Google Next 2018: A deeper dive on AI and machine learning …
Video: How major cloud vendors stack up in 2018
If last week’s Google Next 2018 event is any indication, Google Cloud is growing quickly. Registrations for the July 23 to July 26 event topped 25,000, and actual attendance easily doubled the 10,000 at Google Next 2017. That’s good, but if this public cloud is going to catch up with also-fast-growing rivals Amazon Web Services (AWS) and Microsoft Azure, Google is going to have to play to its strengths.
From my perspective, Google’s biggest appeals to big businesses are its deep learning (DL), machine learning (ML), and data platform capabilities (though I’m biased and my Constellation colleagues who follow G Suite and the rest of Google Cloud Platform (GCP) cloud infrastructure might see it otherwise). Among the many announcements at Google Next 18, the biggest steps forward — and the ones I see as most likely to accelerate growth — were those aimed at expanding the use of Google’s DL, ML, and data platform capabilities. Here’s a closer look.
Cloud AutoML Democratizes Data Science
If I had to cite the single biggest announcement of Google Next 18, I’d say it was the beta release of Cloud AutoML, which promises to bring custom DL model building capabilities to organizations even if they don’t have data scientists on staff. It’s a self-service, democratized option that builds on the Google Cloud ML Engine, the data-scientist-oriented offering that became generally available in March 2017.
To review, Cloud ML Engine is a managed machine learning service that lets you train, deploy and export custom models based on Google’s open-sourced TensorFlow ML framework or Keras (an open neural net framework written in Python that can run TensorFlow). Cloud ML Engine features automatic hyperparameter tuning and tools for job management and graphical processing unit (GPU)-based training and prediction. Models are also portable, so you can build and train on GCP but then export the models and run them on premises.
Of note to Cloud ML fans, the company announced at Google Next that the engine has added support for training and prediction using scikit learn (for Python-based machine learning) and XGBoost (for gradient boosting in C++, Java, Python or R).
You need to know what you’re doing to use the Cloud ML Engine, so to make things easier for non-data-science-experts, Google introduced a series of machine learning services based on pre-built models. Developers can simply invoke application programming interfaces (APIs) to tap into the services for Natural Language text analysis, Speech-to-Text and Text-to-Speech translation, and machine Vision image detection.
Invoking a service through an API is easy enough, but the down side is of these general-purpose, pre-built models is that they are generic. The idea with AutoML is to start with the pre-built models, but then enable non-data-scientist types to customize through an easy graphical user interface (GUI) and their own data. By taking advantage of all the training that went into the prebuilt model, AutoML customers save development time, but they also benefit from more accurate, custom models based on training on data that’s specific to their industry and organization.
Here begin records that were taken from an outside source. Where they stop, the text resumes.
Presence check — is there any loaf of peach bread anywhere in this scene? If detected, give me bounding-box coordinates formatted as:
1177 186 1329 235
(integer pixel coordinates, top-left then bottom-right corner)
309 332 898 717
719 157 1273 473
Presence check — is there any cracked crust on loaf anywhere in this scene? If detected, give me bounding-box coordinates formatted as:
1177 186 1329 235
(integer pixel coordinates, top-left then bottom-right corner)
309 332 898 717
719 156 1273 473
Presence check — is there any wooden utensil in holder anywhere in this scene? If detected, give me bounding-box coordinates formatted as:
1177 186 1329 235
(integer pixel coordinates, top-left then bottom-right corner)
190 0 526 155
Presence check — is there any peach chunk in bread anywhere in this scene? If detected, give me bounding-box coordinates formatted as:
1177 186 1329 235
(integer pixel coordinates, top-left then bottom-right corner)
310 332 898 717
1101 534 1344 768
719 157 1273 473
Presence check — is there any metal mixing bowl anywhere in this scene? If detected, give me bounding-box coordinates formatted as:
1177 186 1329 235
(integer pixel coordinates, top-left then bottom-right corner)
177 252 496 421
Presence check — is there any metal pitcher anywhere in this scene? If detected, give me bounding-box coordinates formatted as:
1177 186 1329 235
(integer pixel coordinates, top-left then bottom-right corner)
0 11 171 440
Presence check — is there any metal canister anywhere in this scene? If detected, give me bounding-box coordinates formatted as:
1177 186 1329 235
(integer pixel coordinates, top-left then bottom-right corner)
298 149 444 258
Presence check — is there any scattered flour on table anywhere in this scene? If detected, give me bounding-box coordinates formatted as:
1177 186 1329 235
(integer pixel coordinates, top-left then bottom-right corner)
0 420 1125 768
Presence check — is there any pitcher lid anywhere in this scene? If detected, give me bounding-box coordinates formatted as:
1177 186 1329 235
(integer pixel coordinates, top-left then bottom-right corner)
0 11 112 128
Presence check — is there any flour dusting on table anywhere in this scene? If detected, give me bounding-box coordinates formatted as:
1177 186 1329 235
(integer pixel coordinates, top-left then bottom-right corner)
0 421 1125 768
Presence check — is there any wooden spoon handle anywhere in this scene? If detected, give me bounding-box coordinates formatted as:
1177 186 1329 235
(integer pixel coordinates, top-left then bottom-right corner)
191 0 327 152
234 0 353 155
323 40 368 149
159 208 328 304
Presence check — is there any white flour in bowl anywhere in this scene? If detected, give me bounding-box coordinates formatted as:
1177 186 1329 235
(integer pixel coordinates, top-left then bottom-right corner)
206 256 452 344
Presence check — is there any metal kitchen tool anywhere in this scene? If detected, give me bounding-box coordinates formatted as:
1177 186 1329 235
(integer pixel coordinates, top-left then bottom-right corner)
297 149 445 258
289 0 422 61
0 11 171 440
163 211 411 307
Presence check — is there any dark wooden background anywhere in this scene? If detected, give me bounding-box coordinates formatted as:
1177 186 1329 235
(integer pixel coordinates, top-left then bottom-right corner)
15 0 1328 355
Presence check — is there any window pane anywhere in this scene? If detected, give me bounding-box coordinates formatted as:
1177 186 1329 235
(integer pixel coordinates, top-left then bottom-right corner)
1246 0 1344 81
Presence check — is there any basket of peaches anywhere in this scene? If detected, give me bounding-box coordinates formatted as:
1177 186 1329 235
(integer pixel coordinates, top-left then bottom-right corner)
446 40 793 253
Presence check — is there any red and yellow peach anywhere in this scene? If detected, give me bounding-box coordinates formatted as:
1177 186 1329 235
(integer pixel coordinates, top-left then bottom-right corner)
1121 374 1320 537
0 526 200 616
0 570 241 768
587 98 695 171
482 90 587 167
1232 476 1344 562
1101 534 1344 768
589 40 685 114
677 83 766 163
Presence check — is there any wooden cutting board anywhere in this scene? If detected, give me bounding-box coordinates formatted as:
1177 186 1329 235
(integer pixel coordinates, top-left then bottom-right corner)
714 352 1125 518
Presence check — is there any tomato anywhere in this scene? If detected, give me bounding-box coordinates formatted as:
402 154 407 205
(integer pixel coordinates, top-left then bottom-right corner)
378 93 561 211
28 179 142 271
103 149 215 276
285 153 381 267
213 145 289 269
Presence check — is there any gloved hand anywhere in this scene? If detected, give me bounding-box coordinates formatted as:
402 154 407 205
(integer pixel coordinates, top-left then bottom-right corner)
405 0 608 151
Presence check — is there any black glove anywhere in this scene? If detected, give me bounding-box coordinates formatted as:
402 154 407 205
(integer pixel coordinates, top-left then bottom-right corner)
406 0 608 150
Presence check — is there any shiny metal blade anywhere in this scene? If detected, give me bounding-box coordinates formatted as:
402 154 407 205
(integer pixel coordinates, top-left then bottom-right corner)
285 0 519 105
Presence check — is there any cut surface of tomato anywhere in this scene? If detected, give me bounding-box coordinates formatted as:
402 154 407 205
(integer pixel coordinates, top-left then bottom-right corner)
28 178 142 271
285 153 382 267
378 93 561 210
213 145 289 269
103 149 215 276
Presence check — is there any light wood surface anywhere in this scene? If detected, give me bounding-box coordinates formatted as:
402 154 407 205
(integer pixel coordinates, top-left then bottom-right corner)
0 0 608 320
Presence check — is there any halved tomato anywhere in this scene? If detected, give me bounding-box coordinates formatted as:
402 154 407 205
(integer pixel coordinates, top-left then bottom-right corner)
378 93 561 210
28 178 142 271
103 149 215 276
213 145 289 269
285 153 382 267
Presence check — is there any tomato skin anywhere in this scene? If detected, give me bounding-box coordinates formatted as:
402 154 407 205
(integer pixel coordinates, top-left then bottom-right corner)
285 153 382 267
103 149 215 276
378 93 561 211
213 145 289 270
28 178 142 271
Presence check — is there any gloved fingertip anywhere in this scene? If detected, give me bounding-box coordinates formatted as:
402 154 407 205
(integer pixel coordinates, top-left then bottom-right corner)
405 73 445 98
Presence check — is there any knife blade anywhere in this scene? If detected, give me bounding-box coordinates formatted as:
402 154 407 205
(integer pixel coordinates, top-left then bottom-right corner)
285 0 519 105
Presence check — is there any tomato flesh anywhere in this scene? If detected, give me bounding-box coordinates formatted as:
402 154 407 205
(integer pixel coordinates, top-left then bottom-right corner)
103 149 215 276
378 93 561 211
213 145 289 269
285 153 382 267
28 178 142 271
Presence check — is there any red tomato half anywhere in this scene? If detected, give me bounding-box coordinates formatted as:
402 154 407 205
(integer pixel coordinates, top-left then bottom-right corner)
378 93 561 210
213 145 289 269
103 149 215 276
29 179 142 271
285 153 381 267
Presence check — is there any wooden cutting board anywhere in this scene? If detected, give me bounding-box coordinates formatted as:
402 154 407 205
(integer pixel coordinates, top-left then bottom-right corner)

Since its initial alpha release in February, Cloud AutoML Vision has been used selected customers. At Google Next we heard about how retailer Urban Outfitters has used AutoML Vision to build a custom model that recognizes attributes unique to its product imagery. The company says the customer model has improved the search experience on its web site, helping customers to find what they’re after based on visual cues, such as fabric patterns and neck lines. These visual cues don’t necessarily show up in textual metadata, and they’re also not trained into the model behind Google’s standard Vision service.
MyPOV on Cloud AutoML. This is a great step forward for Google and it will clearly appeal to any company interested tapping into the power of deep learning without hiring a data scientist. It’s readily apparent to anybody who has compared Google Assistant to the likes of Amazon Alexa, Apple Siri and Microsoft Cortana that Google’s voice and language capabilities are the best available. Cloud AutoML makes state-of-the-art DL accessible to a broad audience, but I think it will appeal to mainstream developers and data scientists alike.
I also appreciate that Google has broadened the appeal of the Cloud ML Engine by adding support for scikit learn and XGBoost. Not all modeling challenges fit TensorFlow, and these open source options expand the possibilities both on GCP and for exporting and deploying models on premises.
BigQuery ML Democratizes Machine Learning
The second big Google Next announcement in the theme of democratization was BigQuery ML, a beta release designed to support machine learning through simple, broadly understandable SQL statements. As the name suggests, this new ML capability has been added to BigQuery, Google’s highly popular data warehousing service. It’s popular largely because it’s serverless, meaning it elastically scales up to petabytes and back down on demand, without requiring database administration. It also supports SQL 2011 standard expressions, query federation, high availability, streaming analytics, encryption and other good stuff, but ease of use is BigQuery’s calling card — and a differentiator versus more administratively challenging rivals AWS Redshift and Azure SQL Data Warehouse.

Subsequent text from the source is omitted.